I have kysirium sl's as they are the cheapest sub 1500 grams wheelset at this price, that stiff, and for me:

-important was cartridge bearings (cannot be doing with cup and cone shimano and fulcrums unless I have to) and

-tubeless capability (no rimside spoke holes) is important for me as I wanted to run road tubeless, and hate rim tape

-they look amazing  1

with aero, I got planet-x R50 as:

- they were £500 and the ones I really wanted (mavic SLR, firecrest, enve) were silly money,

-the mavics I could bring myself to pay for were dog heavy, and

-the shimanos had cup and cones which are a pita to maintain, and a pita to get the friction back to factory level after maintenance...

downer was that they were tubs, but as a positive they were only 1296g, in balance, and taking the fact that I like change, so took tubs as a challenge and opportunity.

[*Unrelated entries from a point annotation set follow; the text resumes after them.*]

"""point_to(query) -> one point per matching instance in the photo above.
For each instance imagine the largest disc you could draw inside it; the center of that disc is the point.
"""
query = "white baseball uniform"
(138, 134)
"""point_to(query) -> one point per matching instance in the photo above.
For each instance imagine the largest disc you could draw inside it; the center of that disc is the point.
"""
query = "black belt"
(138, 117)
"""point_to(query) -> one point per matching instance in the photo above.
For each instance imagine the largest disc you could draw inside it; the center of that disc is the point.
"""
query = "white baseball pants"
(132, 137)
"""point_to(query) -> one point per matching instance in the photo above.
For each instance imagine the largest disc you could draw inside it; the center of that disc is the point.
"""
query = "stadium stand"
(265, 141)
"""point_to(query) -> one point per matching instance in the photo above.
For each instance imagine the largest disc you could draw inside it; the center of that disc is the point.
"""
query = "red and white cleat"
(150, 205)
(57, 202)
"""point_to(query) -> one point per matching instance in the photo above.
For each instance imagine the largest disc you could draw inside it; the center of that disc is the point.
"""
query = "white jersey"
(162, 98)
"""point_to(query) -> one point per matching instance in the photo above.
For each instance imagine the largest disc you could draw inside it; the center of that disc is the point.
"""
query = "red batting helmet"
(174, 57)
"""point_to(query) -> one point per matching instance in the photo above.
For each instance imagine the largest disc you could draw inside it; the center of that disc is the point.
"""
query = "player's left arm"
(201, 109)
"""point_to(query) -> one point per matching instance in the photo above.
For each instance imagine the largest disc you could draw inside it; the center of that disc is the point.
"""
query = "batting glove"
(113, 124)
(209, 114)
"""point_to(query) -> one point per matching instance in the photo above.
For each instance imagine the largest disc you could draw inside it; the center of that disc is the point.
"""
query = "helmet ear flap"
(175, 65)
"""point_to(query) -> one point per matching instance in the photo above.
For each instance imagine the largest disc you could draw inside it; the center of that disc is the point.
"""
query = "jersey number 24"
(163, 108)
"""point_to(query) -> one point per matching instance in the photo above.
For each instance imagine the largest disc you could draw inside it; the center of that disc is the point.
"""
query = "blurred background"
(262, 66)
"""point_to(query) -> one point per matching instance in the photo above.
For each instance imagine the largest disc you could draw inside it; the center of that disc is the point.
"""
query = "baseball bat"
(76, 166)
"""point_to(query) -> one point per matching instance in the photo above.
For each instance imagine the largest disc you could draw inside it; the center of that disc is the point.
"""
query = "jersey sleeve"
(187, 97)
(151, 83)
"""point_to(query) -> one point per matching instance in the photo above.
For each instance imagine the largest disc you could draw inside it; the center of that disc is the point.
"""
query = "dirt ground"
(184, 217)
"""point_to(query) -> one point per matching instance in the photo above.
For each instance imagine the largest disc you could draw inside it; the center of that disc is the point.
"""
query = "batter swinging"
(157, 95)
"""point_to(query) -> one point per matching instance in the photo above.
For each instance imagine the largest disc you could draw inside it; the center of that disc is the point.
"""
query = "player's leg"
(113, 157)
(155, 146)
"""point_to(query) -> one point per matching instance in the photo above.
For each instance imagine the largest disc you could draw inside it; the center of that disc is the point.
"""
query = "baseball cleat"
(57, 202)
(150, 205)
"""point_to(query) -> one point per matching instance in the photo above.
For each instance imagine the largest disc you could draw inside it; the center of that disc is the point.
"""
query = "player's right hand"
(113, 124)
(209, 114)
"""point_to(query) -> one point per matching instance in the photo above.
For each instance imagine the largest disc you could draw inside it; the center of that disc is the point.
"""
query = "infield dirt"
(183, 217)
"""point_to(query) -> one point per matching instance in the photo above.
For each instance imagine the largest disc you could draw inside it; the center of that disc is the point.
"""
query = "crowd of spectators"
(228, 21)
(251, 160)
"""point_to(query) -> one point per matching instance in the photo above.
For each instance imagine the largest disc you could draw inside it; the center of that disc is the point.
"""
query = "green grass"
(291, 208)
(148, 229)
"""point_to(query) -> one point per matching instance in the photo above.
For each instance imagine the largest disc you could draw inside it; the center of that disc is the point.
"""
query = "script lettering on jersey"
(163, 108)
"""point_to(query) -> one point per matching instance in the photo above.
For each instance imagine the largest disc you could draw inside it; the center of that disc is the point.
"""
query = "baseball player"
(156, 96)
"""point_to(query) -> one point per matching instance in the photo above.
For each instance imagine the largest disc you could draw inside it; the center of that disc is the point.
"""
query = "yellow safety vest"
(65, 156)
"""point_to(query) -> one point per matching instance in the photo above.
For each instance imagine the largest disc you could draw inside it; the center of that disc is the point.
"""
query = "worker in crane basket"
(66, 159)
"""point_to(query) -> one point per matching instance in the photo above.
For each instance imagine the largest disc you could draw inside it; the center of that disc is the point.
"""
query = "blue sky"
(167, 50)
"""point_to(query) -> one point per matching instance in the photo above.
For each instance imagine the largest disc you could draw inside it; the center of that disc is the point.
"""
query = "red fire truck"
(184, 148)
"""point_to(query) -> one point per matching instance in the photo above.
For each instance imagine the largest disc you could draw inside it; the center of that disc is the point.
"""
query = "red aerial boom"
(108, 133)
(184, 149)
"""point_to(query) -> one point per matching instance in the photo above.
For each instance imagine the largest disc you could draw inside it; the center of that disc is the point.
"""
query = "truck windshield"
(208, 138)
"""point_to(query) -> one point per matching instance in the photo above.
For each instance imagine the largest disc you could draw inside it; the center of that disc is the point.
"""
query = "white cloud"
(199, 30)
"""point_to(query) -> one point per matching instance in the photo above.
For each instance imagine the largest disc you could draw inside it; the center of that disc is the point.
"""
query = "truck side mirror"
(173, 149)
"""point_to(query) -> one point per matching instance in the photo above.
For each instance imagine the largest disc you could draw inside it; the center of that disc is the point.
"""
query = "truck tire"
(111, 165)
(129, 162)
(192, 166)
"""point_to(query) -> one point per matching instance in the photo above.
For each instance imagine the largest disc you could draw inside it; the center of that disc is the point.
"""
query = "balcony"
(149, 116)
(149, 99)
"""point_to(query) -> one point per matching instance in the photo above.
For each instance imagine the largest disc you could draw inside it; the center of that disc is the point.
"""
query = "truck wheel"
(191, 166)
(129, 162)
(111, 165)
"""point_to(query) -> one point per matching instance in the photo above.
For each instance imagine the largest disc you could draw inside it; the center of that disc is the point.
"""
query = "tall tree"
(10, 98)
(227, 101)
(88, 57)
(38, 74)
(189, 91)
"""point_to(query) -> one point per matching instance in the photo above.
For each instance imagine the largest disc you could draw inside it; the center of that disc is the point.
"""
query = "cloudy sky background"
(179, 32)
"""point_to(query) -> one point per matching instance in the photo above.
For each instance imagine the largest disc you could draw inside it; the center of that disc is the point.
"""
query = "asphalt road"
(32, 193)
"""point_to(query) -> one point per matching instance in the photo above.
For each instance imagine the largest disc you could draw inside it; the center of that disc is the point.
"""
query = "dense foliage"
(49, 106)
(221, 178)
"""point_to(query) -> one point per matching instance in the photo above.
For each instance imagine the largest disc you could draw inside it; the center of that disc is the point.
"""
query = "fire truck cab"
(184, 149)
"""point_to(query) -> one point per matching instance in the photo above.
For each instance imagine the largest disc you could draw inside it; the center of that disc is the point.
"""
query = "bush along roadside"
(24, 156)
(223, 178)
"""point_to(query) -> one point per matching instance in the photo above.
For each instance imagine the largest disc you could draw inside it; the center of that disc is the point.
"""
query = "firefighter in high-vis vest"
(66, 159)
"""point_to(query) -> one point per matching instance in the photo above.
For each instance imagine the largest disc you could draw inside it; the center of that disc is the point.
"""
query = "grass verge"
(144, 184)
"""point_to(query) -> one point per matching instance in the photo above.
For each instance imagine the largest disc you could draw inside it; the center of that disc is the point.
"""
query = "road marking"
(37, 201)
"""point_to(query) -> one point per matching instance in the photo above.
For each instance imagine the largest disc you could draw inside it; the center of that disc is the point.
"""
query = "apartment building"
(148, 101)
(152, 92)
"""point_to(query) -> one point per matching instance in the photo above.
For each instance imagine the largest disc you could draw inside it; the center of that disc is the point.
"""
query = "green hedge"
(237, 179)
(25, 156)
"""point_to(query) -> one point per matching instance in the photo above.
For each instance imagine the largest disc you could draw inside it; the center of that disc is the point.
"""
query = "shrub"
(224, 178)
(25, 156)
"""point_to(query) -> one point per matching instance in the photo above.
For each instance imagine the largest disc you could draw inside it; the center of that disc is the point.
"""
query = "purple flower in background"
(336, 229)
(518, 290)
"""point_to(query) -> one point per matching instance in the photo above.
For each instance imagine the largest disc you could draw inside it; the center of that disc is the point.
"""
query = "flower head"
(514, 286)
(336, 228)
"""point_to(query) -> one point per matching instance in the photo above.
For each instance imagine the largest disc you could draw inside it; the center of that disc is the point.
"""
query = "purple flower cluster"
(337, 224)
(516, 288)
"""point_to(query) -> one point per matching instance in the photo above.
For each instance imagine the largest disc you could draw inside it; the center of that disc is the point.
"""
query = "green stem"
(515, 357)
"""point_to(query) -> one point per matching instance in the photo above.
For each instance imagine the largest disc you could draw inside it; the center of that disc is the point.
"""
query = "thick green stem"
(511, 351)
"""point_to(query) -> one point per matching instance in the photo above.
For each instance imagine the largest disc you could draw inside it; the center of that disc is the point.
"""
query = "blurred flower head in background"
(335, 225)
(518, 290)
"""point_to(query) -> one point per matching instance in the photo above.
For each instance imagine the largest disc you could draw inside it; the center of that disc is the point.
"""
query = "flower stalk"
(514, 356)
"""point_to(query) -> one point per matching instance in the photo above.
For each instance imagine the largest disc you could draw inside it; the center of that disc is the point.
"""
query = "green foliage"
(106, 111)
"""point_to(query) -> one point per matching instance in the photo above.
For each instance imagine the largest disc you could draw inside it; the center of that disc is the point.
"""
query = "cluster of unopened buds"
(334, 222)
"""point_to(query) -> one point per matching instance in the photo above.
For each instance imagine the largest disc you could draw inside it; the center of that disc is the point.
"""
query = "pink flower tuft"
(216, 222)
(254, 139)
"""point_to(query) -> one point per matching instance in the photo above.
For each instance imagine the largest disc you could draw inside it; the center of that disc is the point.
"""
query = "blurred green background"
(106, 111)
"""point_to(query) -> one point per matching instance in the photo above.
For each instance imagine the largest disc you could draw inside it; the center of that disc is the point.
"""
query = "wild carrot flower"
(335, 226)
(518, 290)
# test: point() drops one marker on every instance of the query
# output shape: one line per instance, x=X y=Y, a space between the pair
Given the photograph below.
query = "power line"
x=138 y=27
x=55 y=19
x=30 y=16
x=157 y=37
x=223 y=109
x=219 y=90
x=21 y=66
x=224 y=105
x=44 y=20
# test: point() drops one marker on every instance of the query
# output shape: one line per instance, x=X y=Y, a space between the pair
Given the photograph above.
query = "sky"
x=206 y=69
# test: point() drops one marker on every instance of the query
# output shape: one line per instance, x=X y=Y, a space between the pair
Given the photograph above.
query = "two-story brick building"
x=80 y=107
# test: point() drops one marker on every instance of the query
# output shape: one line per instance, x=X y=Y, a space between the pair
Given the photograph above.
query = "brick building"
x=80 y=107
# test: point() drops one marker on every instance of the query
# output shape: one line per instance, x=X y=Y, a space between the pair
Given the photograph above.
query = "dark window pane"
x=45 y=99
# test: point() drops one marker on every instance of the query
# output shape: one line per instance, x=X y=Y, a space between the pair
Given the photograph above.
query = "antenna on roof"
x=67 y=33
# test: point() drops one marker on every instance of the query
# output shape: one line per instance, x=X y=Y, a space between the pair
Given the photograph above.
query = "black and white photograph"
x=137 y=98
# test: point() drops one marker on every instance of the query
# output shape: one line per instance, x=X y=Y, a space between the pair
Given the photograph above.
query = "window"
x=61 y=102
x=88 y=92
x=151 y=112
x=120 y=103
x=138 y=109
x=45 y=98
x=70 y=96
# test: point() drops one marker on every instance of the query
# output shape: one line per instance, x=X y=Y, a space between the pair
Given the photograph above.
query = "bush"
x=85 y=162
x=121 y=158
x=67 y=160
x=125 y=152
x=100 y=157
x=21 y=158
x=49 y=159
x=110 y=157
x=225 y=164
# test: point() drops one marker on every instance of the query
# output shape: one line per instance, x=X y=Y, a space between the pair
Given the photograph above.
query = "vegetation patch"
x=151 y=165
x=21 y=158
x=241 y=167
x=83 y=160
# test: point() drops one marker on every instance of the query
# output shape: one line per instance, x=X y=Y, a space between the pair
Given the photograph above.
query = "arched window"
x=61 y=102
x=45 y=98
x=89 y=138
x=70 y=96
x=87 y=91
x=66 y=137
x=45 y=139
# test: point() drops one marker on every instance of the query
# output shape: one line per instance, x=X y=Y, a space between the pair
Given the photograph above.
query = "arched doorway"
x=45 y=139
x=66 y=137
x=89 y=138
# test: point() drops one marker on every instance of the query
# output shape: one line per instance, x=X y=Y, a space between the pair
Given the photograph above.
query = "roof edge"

since then very happy with both, both true as they were when I bought them, bearing still great despite loads of miles on the mavics, the only thing is that the mavic hub/spoke interface started making clunking noises until I cleaned them: they are a dust trap and I cannot tell you how long it took me to work this out (changed grank and pedal bearings, cassette, chain, tried diff QR...

Avatar
Bobbys boys | 12 years ago
0 likes

American Classic 420 are less than £500, 1550g and strong, stiff aero.

American Classic 350 Sprint ony about £350 and 1410g. Beat that fro non-carbon!

Nothing lighter for the price.

Avatar
russyparkin | 12 years ago
0 likes

second on the ultegra 6700. got them for £199 from planet x. 1600g and lovely.

Avatar
ashleybrookes86... | 12 years ago
0 likes

Well hand built wheels are much less likely to be become un-true or break a spoke in a pot hole as someone has spent a few hours checking it over... which means you ll be saving money on truing the wheel in future.

Plus your giving and old cycling legend a bit of beer money, that has to be worth it ?

Avatar
mowatb | 12 years ago
0 likes

I got Shimano Ultegra wheels, not Carbon, but good for uk roads. They're far cheaper & you can go clincher or tubeless.

Avatar
spongebob | 12 years ago
0 likes

Aye they look alright, worth paying £50 less for the non-handbuilt ones?

Avatar
ashleybrookes86... | 12 years ago
0 likes

Have you considered the planet-x wheels ??

They have a higher spoke count which will make them much stiffer and their hand built, again this will make them much stiffer.

Only £500.

http://www.planet-x-bikes.co.uk/i/q/WBPX52CCLHBPC/planet_x_52mm_carbon_c...

Spend the £250 on more race entries, better tyres and beer.